Every desk needs a chair. In the days of scientific management, the chair that went with the clerk's desk had to keep the employee working at maximum productivity. And since clerks were discouraged from leaving their desks, the chair had to keep them sitting. The best-designed chair for desk work was the swivel-based with a wooden saddle seat and slatted wooden back with armrests, based on physiological studies of human anatomy. Many models had adjustable knobs and levers to make the chair fit its occupant. This was the beginning of office ergonomics--the study of design as it relates to human comfort and function. Ergonomics would become a thriving architectural design business in the mid-1970s.

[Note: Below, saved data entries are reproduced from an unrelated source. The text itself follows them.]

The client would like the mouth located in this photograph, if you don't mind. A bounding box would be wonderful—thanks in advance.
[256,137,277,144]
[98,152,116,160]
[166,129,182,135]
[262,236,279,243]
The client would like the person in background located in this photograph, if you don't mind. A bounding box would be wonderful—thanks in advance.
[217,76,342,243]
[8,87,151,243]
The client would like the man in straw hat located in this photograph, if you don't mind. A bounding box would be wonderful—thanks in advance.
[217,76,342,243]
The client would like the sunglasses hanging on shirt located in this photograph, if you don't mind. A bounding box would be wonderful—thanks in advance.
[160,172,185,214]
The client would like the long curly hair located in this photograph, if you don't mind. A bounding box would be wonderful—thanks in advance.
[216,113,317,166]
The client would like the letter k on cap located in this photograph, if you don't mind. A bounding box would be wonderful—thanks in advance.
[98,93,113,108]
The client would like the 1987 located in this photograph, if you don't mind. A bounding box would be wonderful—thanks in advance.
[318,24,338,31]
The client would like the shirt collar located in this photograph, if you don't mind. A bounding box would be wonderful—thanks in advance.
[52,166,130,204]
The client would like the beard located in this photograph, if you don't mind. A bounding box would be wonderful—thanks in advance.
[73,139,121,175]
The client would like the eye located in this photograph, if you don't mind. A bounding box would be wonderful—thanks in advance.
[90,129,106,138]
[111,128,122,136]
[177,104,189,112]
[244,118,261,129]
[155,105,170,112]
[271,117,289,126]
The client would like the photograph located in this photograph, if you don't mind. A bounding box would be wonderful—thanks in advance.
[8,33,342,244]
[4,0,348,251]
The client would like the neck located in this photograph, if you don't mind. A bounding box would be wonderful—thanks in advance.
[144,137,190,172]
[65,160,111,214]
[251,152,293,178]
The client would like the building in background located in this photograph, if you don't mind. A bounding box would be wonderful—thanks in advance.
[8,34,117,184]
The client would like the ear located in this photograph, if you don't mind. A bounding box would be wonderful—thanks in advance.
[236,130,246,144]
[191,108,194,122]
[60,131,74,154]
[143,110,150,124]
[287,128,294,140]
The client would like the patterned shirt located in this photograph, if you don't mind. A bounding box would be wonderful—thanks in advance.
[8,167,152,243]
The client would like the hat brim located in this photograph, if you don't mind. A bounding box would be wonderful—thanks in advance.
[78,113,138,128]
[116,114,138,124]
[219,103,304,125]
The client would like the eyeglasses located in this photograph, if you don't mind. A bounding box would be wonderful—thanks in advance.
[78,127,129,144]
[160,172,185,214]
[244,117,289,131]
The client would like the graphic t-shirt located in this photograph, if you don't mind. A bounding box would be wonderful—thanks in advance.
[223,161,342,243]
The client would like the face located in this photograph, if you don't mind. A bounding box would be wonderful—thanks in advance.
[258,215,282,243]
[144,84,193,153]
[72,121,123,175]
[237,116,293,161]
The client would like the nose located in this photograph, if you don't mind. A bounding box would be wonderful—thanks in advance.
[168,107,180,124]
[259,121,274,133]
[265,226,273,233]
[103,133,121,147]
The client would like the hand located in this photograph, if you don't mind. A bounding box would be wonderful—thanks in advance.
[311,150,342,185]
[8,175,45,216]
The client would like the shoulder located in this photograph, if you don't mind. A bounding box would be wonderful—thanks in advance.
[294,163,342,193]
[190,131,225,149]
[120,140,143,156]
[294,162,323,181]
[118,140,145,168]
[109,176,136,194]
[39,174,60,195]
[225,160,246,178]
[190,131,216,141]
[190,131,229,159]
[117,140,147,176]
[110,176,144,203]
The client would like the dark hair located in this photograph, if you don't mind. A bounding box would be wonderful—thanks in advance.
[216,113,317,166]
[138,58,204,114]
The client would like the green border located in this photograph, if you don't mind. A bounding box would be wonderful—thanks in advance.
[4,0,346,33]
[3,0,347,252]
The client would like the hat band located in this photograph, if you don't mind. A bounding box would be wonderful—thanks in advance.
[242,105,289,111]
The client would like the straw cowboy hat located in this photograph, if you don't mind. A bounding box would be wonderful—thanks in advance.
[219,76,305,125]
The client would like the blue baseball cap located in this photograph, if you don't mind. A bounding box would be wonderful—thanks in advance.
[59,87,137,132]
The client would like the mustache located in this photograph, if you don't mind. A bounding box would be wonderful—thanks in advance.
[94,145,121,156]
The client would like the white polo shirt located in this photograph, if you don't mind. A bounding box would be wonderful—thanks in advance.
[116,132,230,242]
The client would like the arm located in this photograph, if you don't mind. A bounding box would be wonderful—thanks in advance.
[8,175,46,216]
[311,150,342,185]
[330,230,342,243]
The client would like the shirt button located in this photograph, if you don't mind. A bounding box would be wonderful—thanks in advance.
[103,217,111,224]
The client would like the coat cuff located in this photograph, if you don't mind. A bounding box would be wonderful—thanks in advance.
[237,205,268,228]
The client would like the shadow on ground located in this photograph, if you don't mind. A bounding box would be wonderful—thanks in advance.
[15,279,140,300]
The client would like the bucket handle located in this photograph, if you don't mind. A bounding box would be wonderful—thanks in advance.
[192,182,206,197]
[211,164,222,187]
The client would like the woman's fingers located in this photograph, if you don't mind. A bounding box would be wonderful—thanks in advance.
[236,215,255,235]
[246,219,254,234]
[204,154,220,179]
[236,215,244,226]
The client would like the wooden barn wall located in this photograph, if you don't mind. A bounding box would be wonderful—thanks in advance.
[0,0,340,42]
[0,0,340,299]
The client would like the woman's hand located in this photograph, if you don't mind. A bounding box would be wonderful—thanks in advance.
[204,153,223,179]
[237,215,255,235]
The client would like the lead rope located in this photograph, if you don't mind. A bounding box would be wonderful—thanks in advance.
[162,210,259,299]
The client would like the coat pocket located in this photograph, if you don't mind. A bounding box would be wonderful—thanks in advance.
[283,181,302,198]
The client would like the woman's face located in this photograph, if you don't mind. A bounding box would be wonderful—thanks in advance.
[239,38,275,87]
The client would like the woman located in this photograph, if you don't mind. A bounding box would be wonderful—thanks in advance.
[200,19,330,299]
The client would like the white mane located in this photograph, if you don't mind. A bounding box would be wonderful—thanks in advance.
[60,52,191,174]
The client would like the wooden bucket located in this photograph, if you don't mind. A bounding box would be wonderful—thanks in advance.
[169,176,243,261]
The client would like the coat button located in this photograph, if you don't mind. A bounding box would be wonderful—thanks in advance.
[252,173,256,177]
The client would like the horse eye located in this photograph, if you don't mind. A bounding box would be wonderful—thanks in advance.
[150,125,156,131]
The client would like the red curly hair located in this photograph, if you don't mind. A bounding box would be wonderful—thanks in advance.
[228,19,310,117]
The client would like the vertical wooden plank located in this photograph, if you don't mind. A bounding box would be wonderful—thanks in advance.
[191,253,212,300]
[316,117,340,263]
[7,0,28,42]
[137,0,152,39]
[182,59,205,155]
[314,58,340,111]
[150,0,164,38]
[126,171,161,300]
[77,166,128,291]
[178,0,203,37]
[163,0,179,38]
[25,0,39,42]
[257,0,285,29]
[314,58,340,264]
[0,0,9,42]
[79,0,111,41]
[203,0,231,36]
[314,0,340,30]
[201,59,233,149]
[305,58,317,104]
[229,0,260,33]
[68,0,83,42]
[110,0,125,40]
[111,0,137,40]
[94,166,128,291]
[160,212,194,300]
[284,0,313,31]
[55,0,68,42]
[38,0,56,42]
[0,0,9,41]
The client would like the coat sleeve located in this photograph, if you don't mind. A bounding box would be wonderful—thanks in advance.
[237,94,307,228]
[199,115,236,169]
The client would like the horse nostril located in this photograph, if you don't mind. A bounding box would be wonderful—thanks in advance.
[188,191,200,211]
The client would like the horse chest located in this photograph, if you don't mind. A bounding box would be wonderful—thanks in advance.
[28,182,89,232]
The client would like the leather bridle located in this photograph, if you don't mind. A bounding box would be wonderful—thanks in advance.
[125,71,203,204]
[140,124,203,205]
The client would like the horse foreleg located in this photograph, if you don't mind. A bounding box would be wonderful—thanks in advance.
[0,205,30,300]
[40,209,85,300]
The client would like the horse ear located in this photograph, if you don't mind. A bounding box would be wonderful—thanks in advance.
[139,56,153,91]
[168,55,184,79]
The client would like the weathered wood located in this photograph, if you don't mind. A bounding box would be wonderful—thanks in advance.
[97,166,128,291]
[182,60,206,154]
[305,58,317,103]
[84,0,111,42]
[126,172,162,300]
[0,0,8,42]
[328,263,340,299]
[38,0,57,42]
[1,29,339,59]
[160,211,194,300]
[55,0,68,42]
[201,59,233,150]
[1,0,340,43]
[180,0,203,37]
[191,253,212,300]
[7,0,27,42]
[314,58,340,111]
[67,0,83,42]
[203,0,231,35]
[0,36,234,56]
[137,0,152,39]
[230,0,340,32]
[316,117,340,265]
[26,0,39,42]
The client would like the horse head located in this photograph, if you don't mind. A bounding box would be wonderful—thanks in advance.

The chair has always been a status symbol in the office. Just as kings sat in thrones and no one else did, employers sat in armchairs while their clerks sat on stools. For all of the sensible comfort of the swivel chair, cane-seated straightbacks implied status in the 1880s. But when the typist's chair evolved into the cushioned armless versions in today's offices, the executive's chair took on kingly dimensions with closed arms, wide seats, and the tallest backrest
By the 1950s, backrest height and seat size indicated job rank. Just as the bigger the desk the more prestigious the job, the more comfortable-looking the chair was, the higher up the organizational chart was the person who sat in it. There are probably few more powerful symbols in the office and contemporary life than the chair.